Kayaks are paddled up Long Avenue past flooded sections of the Sherwood Drive community of Conway, S.C., on Sept. 23. (Jason Lee/Sun News/AP)

Under calm, blue skies, eight days after Florence’s final drops rained down, parts of northeast South Carolina and southeast North Carolina are experiencing devastating flooding from the long-departed hurricane. Entire communities are underwater as some rivers continue to rise.

Conway, S.C., which is less than 15 miles northwest of Myrtle Beach, saw some of the most severe flooding on Monday.
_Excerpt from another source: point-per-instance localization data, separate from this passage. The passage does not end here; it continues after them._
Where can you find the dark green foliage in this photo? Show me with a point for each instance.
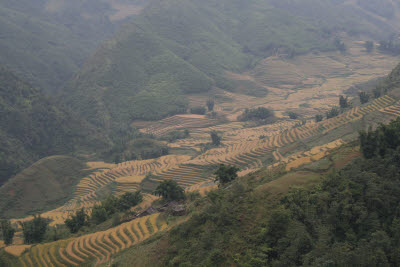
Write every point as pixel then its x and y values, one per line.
pixel 77 221
pixel 42 186
pixel 170 190
pixel 385 140
pixel 7 231
pixel 318 118
pixel 343 102
pixel 34 230
pixel 129 200
pixel 364 97
pixel 112 204
pixel 198 110
pixel 210 104
pixel 341 46
pixel 293 115
pixel 350 218
pixel 333 112
pixel 258 114
pixel 32 127
pixel 176 135
pixel 377 92
pixel 226 174
pixel 215 138
pixel 369 46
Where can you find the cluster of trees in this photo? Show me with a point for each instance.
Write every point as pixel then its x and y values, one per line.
pixel 104 211
pixel 7 231
pixel 176 135
pixel 350 218
pixel 34 230
pixel 384 140
pixel 258 114
pixel 390 47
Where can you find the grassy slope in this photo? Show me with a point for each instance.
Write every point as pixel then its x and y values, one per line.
pixel 235 213
pixel 33 127
pixel 46 184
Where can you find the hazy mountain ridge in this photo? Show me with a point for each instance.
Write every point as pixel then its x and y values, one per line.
pixel 207 38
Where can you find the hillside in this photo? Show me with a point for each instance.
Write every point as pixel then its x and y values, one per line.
pixel 33 126
pixel 46 41
pixel 175 48
pixel 47 183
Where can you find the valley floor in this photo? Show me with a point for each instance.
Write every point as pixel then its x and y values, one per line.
pixel 307 85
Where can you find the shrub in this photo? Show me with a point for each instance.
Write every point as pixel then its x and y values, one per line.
pixel 7 231
pixel 215 138
pixel 364 97
pixel 293 115
pixel 226 174
pixel 34 230
pixel 334 112
pixel 319 118
pixel 260 113
pixel 170 190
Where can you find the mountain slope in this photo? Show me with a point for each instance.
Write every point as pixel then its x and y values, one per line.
pixel 46 41
pixel 177 47
pixel 46 184
pixel 33 127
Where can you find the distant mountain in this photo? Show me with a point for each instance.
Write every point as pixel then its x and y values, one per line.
pixel 179 47
pixel 46 41
pixel 32 126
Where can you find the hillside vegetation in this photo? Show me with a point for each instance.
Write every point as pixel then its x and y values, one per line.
pixel 33 127
pixel 178 47
pixel 46 41
pixel 47 183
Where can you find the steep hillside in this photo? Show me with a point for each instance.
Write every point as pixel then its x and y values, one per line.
pixel 46 41
pixel 47 183
pixel 178 47
pixel 33 127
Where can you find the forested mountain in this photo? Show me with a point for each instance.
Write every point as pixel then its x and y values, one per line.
pixel 32 126
pixel 46 41
pixel 178 47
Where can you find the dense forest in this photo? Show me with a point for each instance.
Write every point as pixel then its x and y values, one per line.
pixel 350 218
pixel 32 126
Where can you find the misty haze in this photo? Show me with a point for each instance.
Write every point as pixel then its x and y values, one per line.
pixel 199 133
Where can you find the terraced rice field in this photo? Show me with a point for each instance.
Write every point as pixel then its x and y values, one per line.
pixel 178 122
pixel 97 247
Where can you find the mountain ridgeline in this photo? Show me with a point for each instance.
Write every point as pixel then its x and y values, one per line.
pixel 32 126
pixel 179 47
pixel 46 41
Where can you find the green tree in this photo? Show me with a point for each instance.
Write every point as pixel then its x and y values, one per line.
pixel 34 230
pixel 226 174
pixel 333 112
pixel 7 231
pixel 343 102
pixel 210 104
pixel 293 115
pixel 364 97
pixel 369 46
pixel 215 138
pixel 170 190
pixel 129 200
pixel 77 221
pixel 99 214
pixel 319 118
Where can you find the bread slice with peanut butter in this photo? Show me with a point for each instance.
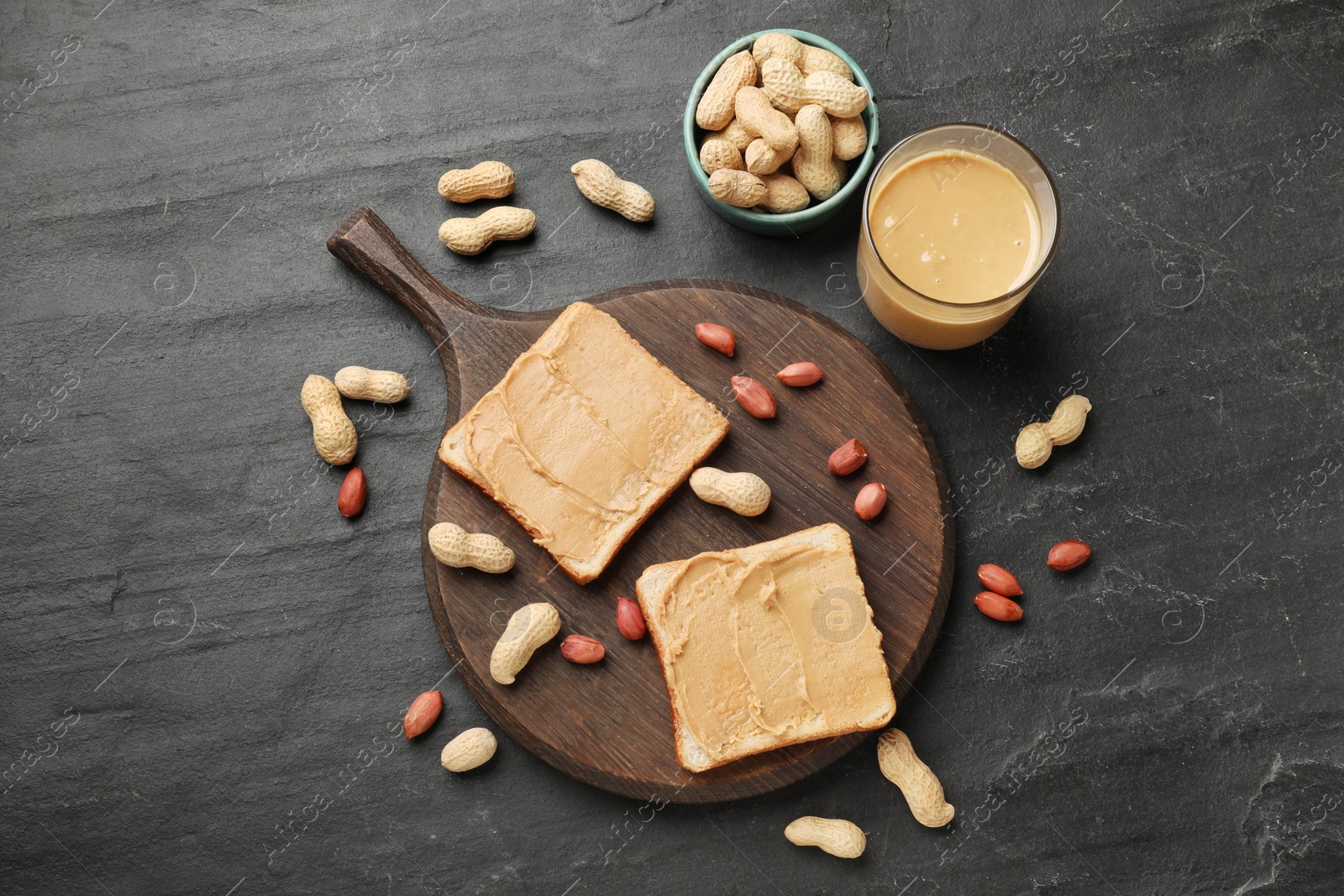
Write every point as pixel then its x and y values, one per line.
pixel 584 438
pixel 766 647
The Waccamaw River rose to a record and wasn’t forecast to crest until Wednesday, more than four feet above its previous high mark.


Observed and forecast levels for the Waccamaw River near Conway, S.C. (National Weather Service)

This “underscores why long-lived, significant flood events can cause so much human suffering,” tweeted Taylor Trogdon, a meteorologist who is a contractor for the Federal government. “Hurricane Florence made landfall on September 14th, 10 days ago, and the Waccamaw River near Conway hasn’t crested yet, remaining in record stage.”

The National Weather Service said the river level would crest two feet higher than hurricanes Matthew in 2016 and Floyd in 1999.

“This particular event is extremely uncommon,” Frank Alsheimer, the science and operations officer at the National Weather Service’s office in Columbia, S.C., told Earther. “We’re talking about unprecedented levels we haven’t seen before, and because of that, we’re going to have a lot of personal suffering of people who live in areas that were never flooded before but will be flooded because of this event.”

Video footage showed vast areas, including entire residential zones, covered in water in Conway and other parts of northeast South Carolina and southeast North Carolina.

In the Pee Dee region of northeast South Carolina, just east of Florence, “catastrophic flooding” was occurring Monday, according to the South Carolina Emergency Management Division. It tweeted, “SCDOT crews are shoring up major roads as best they can. Now is not the time to be distracted by what roads may be open and what roads may be closed...we don’t know and won’t know until they flood."

The slow arrival of the floodwaters is the result of the time it takes the water from swollen rivers within North Carolina’s interior to flow downstream. It’s a considerable distance from the interior of the Carolinas to the shore, and the terrain flattens out along the coastal plain, which delays the drainage of water into the lowlands.

More than 40 people have died as a result of Florence. The storm set records for rainfall from hurricanes in both North Carolina and South Carolina, unloading up to three feet of water. It exited the East Coast on Wednesday, but its effects will linger for several more days, at least.

A piece of the former storm may be steered back toward the North Carolina Outer Banks, brushing the region with a little more rain midweek.